SUMUTPOS.CO – Prestasi terus diukir untuk mengasah kemampuan diri, dan menjadikan prestasi sebagai bagian motivasi diri agar terus belajar-belajar dan belajar.
Begitulah, Suprayitno, guru matematika SMA Negeri 3 Medan merupakan satu dari sekian banyak guru berprestasi di Kota Medan. Selama 26 tahun menjadi guru impiannya tetap ingin mengukir prestasi.
Baginya, untuk menjadi guru berprestasi bukan hal yang mudah. Harus ada ide, pemikiran atau inovasi terbaru yang diaplikasikan ke dalam mengajar. Selain itu, harusnya mampu mempertanggungjawabkan dan mempresentasikan terobosan yang dilahirkan serta mengusai bahasa Inggris.
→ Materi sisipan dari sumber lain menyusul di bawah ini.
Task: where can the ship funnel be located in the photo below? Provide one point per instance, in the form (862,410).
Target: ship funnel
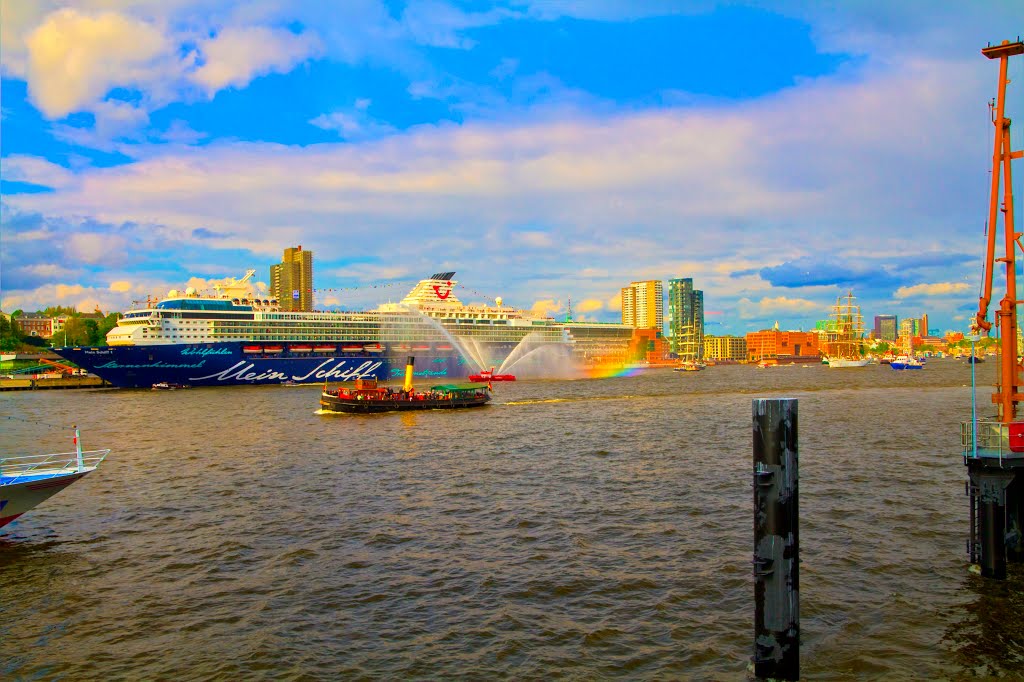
(409,374)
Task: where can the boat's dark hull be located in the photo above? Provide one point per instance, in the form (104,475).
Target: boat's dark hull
(226,364)
(335,403)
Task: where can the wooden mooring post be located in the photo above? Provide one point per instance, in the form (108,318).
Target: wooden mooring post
(776,541)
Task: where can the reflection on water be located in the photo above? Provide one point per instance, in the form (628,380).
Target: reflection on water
(986,638)
(593,528)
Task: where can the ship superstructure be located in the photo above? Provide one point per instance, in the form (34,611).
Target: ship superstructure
(236,336)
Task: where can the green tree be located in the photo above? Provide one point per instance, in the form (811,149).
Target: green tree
(8,338)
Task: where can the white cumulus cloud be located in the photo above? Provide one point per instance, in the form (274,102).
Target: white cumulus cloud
(76,58)
(938,289)
(237,55)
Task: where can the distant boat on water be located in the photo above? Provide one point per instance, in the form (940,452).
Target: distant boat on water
(28,480)
(906,363)
(845,347)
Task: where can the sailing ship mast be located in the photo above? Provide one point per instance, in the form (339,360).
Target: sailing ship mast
(1007,393)
(848,330)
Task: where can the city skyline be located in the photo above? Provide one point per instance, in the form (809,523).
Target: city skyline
(397,139)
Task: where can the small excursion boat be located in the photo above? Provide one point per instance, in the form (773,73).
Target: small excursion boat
(689,366)
(488,375)
(906,363)
(29,480)
(369,397)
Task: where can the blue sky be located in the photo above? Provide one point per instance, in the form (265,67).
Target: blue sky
(778,153)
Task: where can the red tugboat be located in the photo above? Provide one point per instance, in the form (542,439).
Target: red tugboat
(488,375)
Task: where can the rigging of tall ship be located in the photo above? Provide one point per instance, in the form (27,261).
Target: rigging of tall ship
(237,336)
(845,346)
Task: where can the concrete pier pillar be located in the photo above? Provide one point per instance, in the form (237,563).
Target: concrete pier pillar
(776,540)
(990,484)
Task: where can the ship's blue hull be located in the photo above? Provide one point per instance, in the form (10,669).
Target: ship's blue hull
(227,364)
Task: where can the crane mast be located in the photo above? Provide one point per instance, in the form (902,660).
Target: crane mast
(1007,393)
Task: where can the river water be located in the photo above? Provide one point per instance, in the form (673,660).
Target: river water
(580,529)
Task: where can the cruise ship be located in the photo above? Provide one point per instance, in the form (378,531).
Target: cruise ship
(236,337)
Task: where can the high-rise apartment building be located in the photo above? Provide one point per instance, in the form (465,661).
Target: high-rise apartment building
(292,281)
(886,328)
(685,318)
(642,304)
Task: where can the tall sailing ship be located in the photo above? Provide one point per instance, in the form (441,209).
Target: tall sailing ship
(845,346)
(238,337)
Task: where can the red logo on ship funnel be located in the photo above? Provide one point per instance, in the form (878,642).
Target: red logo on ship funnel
(437,290)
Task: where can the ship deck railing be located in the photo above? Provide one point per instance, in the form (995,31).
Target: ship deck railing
(29,467)
(993,440)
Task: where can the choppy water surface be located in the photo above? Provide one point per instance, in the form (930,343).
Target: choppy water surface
(595,528)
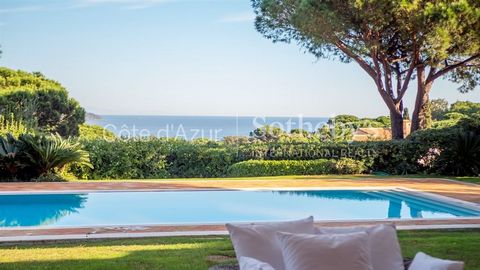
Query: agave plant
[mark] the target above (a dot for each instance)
(463, 157)
(10, 156)
(47, 153)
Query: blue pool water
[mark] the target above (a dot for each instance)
(183, 207)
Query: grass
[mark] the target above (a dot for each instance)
(178, 253)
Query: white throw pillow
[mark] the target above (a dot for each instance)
(424, 262)
(258, 241)
(325, 252)
(247, 263)
(386, 253)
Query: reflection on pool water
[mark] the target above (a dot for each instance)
(183, 207)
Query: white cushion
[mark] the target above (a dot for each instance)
(247, 263)
(386, 253)
(424, 262)
(258, 241)
(325, 252)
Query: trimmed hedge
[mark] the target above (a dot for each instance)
(295, 167)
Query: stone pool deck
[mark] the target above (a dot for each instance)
(454, 189)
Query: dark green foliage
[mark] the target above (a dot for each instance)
(132, 159)
(161, 158)
(282, 167)
(93, 132)
(406, 114)
(40, 102)
(345, 118)
(465, 107)
(438, 107)
(385, 120)
(267, 133)
(295, 167)
(33, 156)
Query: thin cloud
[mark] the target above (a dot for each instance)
(20, 9)
(238, 17)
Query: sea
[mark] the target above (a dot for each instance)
(199, 127)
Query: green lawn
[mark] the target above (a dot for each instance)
(200, 252)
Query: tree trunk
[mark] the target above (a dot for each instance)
(396, 119)
(422, 114)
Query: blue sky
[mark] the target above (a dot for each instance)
(181, 57)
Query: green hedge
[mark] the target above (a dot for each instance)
(295, 167)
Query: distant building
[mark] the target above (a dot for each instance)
(379, 134)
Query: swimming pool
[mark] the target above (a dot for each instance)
(211, 207)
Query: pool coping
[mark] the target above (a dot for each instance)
(45, 233)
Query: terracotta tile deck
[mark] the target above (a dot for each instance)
(457, 190)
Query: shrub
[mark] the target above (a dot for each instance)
(94, 132)
(462, 157)
(294, 167)
(37, 156)
(120, 159)
(10, 125)
(349, 166)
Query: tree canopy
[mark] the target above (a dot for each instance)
(393, 41)
(39, 102)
Pengalamannya mengikuti ajang kabupaten/kota dan bersaing dengan sekitar 20 guru SMA se-kota Medan. Setelah melalui proses atau berbagai tahapan, akhirnya keluar sebagai juara 1 guru berprestasi SMA tingkat Kota Medan. Bermodal juara itulah mendapatkan tiket untuk maju mengikuti seleksi tingkat provinsi dan berhasil juara 1 kembali.
“Akhirnya saya hanya mendapatkan juara 15 di tingkat nasional. Meski kalah, ada pelajaran penting yang bisa dipetik. Bahwasannya, untuk mengikuti ajang guru berprestasi tingkat nasional butuh persiapan yang tidak sebentar. Sebagai contoh, guru perwakilan dari Jawa Tengah yang dikirim pada saat itu merupakan guru berprestasi dua tahun sebelumnya yaitu tahun 2013. Guru tersebut digembleng dan diberi pelatihan oleh pemerintah daerah setempat melalui dinas pendidikan selama dua tahun. Jadi, benar-benar dipersiapkan secara matang dan tidak serta merta guru berprestasi dikirim ke Jakarta untuk berjuang mengharumkan daerah asalnya,” ceritanya.
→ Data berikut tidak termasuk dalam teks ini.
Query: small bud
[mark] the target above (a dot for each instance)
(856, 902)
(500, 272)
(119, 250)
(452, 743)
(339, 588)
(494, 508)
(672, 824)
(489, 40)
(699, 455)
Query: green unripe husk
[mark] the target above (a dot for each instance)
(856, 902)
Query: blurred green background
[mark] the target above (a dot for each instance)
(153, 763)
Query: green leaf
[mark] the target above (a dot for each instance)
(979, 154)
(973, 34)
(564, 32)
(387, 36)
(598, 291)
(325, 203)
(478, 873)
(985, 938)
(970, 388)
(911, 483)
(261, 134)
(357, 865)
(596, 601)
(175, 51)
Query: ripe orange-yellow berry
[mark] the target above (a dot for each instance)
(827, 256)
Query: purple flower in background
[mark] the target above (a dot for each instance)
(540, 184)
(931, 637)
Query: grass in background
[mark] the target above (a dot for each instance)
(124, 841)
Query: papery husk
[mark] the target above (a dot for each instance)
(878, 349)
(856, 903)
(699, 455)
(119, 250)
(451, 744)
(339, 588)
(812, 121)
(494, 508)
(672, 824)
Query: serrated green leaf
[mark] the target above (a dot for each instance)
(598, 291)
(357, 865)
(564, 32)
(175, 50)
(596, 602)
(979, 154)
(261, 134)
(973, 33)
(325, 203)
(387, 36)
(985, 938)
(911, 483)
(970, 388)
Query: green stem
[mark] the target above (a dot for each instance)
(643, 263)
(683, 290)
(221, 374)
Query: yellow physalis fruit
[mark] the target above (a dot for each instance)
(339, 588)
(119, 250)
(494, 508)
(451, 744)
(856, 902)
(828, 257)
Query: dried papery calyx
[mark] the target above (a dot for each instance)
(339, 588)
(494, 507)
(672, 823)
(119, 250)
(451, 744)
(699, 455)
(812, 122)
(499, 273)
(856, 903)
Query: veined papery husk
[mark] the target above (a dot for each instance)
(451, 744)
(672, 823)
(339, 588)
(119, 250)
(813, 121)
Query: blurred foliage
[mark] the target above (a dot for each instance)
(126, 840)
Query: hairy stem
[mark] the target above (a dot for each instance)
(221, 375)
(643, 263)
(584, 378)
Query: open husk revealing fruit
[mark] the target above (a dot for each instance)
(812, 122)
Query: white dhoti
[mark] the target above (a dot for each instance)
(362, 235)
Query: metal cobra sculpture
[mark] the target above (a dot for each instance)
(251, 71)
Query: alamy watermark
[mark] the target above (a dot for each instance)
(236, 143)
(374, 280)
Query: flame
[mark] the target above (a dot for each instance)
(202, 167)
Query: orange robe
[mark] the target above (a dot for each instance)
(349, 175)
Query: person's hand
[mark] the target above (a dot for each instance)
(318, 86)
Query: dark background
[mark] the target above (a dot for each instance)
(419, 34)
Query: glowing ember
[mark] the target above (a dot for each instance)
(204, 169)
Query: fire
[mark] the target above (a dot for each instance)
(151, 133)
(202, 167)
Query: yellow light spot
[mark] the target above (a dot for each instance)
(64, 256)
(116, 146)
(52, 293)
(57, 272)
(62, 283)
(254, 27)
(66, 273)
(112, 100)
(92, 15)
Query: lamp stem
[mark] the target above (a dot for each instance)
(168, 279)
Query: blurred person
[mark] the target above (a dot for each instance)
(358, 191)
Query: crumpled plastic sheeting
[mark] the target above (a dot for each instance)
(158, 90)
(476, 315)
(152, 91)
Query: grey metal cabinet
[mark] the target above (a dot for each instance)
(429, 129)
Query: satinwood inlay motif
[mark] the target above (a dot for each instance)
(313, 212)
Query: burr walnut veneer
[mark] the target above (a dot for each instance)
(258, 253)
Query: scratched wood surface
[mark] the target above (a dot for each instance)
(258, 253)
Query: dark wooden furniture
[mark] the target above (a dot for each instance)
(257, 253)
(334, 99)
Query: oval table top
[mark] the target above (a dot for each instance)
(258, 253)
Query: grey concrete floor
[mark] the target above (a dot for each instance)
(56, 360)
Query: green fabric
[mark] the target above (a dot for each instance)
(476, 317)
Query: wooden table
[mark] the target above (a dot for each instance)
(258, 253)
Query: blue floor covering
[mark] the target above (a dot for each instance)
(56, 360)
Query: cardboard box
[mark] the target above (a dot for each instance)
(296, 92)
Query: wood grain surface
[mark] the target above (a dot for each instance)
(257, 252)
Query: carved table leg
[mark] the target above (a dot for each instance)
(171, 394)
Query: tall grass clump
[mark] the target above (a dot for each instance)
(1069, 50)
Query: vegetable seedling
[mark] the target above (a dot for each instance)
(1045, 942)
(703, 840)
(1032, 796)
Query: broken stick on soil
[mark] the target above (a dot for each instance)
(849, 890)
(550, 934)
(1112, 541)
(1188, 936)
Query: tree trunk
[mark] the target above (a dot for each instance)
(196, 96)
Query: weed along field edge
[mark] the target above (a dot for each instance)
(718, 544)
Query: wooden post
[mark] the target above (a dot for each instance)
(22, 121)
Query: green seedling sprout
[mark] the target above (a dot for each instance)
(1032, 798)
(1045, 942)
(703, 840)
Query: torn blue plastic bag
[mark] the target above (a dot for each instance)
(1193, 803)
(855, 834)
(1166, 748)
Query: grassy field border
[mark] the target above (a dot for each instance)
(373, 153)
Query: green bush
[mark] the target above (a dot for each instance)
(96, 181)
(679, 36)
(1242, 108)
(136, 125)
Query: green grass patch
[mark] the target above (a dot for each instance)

Dia mengaku miris, ajang guru berprestasi tingkat kab/kota dinilai minim partisipasi atau kurang tertarik. Oleh karenanya, ini harus menjadi perhatian pemerintah daerah maupun stakholder yang berkaitan. Selain itu, ini tak terlepas dari dampak hasil yang diraih menjadi guru berpretasi tersebut. Satu hal yang perlu dijadikan bagian untuk mengikuti seleksi guru berprestasi tingkat nasional yakni membuat karya tulis.
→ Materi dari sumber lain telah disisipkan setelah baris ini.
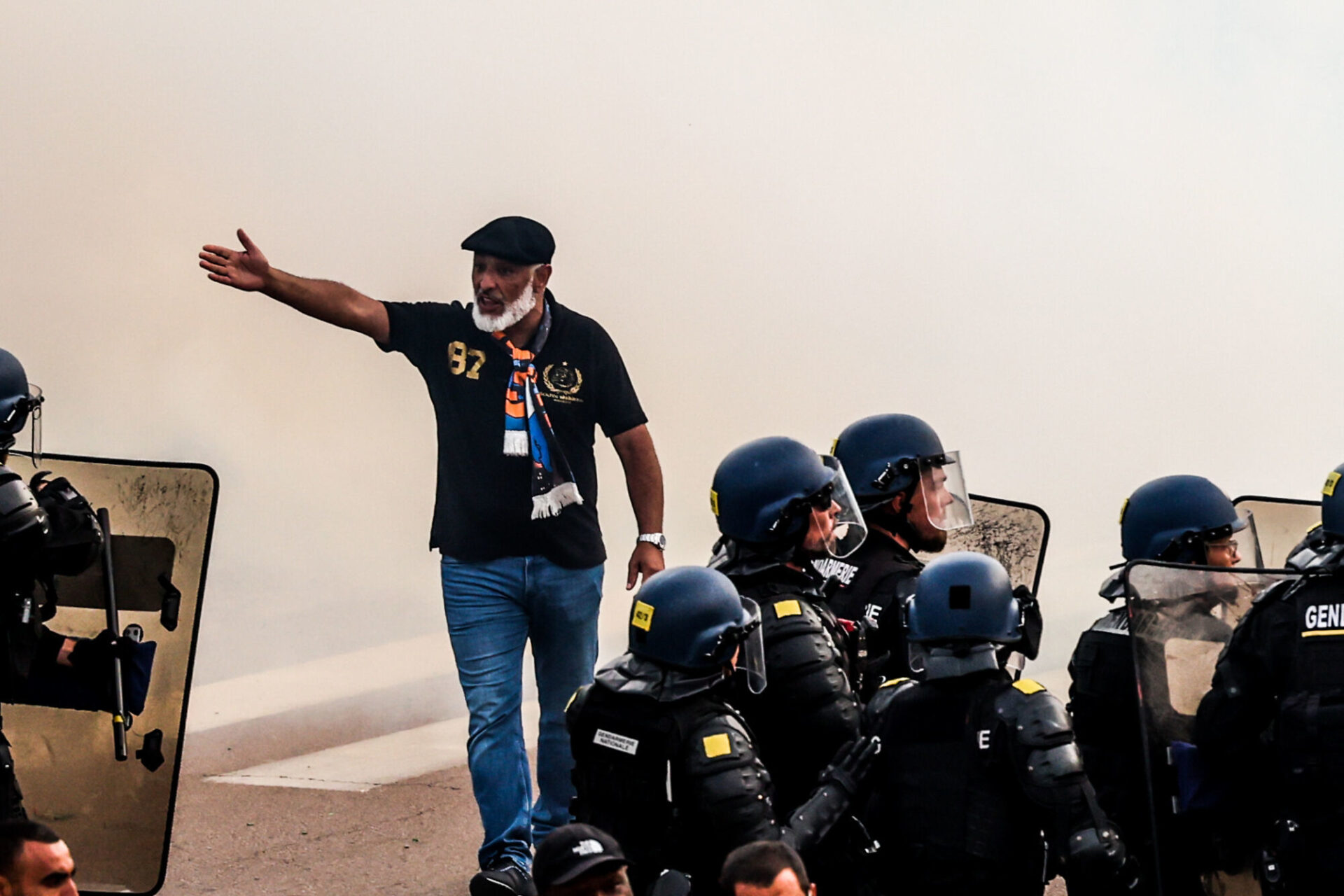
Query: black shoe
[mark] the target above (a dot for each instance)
(503, 880)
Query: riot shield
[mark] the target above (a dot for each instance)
(118, 816)
(1280, 524)
(1180, 617)
(1012, 532)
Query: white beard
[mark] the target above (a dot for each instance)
(512, 314)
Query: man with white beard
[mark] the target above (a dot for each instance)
(518, 382)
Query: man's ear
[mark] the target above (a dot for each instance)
(540, 279)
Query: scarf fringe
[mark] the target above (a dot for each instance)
(552, 503)
(515, 444)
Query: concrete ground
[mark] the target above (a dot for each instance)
(412, 836)
(416, 836)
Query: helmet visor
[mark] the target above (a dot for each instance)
(942, 486)
(35, 412)
(752, 650)
(848, 530)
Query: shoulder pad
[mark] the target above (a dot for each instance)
(1040, 718)
(883, 699)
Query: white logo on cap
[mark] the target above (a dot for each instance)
(588, 848)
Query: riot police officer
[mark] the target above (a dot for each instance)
(778, 505)
(664, 763)
(913, 493)
(1281, 680)
(46, 530)
(976, 766)
(1175, 519)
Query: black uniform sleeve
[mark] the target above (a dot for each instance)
(1050, 767)
(617, 406)
(1241, 704)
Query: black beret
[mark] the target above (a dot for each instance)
(517, 239)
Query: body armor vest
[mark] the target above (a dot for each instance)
(1310, 729)
(808, 710)
(949, 809)
(638, 776)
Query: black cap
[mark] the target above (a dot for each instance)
(573, 850)
(517, 239)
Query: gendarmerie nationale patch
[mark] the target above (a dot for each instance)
(613, 741)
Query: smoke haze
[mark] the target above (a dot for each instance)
(1091, 244)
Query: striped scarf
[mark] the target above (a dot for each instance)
(527, 426)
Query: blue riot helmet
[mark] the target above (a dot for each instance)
(1332, 503)
(1171, 519)
(765, 491)
(961, 612)
(964, 597)
(692, 621)
(19, 400)
(889, 454)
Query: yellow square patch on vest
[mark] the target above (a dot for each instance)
(717, 746)
(643, 617)
(1331, 481)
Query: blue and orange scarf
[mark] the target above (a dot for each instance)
(527, 428)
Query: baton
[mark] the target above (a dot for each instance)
(109, 589)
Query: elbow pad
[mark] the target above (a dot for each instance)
(816, 817)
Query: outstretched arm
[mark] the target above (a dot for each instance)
(644, 482)
(321, 298)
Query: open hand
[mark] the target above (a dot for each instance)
(244, 270)
(647, 561)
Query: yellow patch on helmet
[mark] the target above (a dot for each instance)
(1331, 481)
(643, 615)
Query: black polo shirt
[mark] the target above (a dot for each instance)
(484, 501)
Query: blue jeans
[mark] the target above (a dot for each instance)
(493, 609)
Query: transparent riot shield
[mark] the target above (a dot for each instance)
(118, 816)
(1180, 617)
(1012, 532)
(1280, 524)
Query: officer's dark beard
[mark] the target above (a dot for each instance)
(898, 523)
“Karya tulis yang saya angkat tentang pembelajaran matematika yang diterapkan di sekolah. Saya menggunakan alat peraga Klinometer (Trigonometri) yang dimodifikasi agar biayanya dapat terjangkau oleh siswa dari semua kalangan. Untuk membuat alat itu hanya perlu biaya Rp10.000. Alatnya terbuat dari pipa paralon sisa bekas pakai, busur, dan lain sebagainya,” paparnya.